濾析掉媒體某些吹捧的成分,李娟的散文也正如王安憶所說的一樣,“她的文字一看就能認出來,她的文字世界里,世界很大、時間很長,人變得很小,人是偶然出現的東西,那里的世界很寂寞,人會無端制造出喧嘩。”——無論是最初的《九篇雪》,還是最近的《阿勒泰的角落》及《我的阿勒泰》都始終如一的讓人感到李娟的散文意境優美,渾然天成、自然本色。其中的肌質則是李娟以在場者的姿態介入當地,書寫著在北疆的處身性經驗,也是對阿勒泰自然的言說和對現代文明的一種自然的返魅,而對游牧者的積極與自在生活的狀寫,也無可厚非是對喧囂與騷動的反撥。如此,李娟精靈般出入世俗與神圣之境,以簡約而不簡單的文字構建了一個關于北疆的神話。

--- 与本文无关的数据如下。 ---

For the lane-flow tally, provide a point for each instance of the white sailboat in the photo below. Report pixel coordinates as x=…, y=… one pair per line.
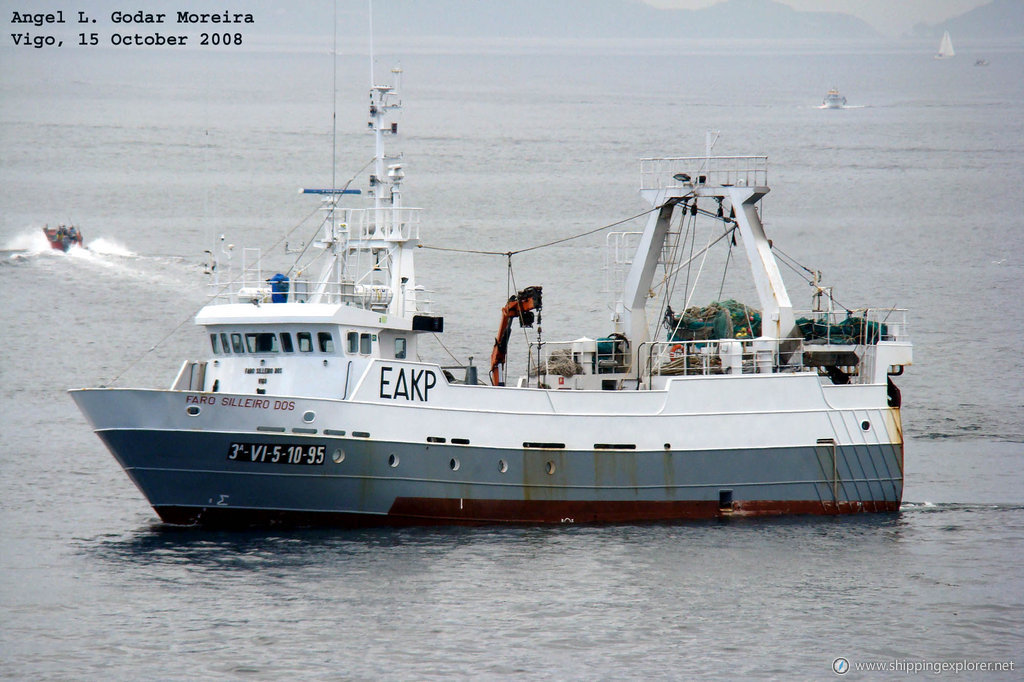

具體地說,“在場”就是直接呈現在面前的事物,“面向事物本身”,就是經驗的直接性、無遮蔽性和敞開性。而欲達致“無遮蔽狀態”,只有通過“去蔽”、“揭示”和展現。這是在場主義散文倡導者對“在場”的闡釋。[1]作為在場主義散文獎評委之一的陳思和說:“我理解所謂在場,就是作者必須在場,必須面對生活的實際狀況,不要用文字當煙幕把生活遮蔽住,要直接明確地表達生活的本來狀況和作者最沖動最原始的想法,這是散文的靈魂。”[2]李娟能獲得首屆在場主義散文新銳獎也正是其作品具有上述特點。
李娟雖然沒有接受過專業的文化訓練,下筆也僅僅是因為她喜歡寫作,寫的盡是她周圍的人、事、物。有兒時的玩伴,小學的同學,打工生涯中的同伴,澡堂中的各色人等,鄉村舞會上的哈薩克男孩;有哈薩克牧民的“托依”,有繡滿羊角圖案的毯子,還有雪野上飛馳的馬,馬蹄濺起的飛揚的碎雪,凡此種種,既是李娟的所見所聞,其中大都也是她的真實生活。如《我們這里的澡堂》一文,李娟處身性地還原了人間百態,其中有孩童的嬉戲打鬧,少女的潔白如玉,老婦的年邁蹣跚。而主婦的精打細算則讓澡堂有了它用。“家庭主婦們拎著水桶和盆,扛著搓衣板”“擺開陣式,埋首肥皂泡沫中,赤身裸體地奮力對付天大的一堆臟床罩、窗簾、被套。”[3]——大多數人均有這樣的經驗。在澡堂洗滌家用物品,成為了公共澡堂的另一功能。但對一個正在發育的女孩沐浴的欣賞,則顯出李娟對美的敏感。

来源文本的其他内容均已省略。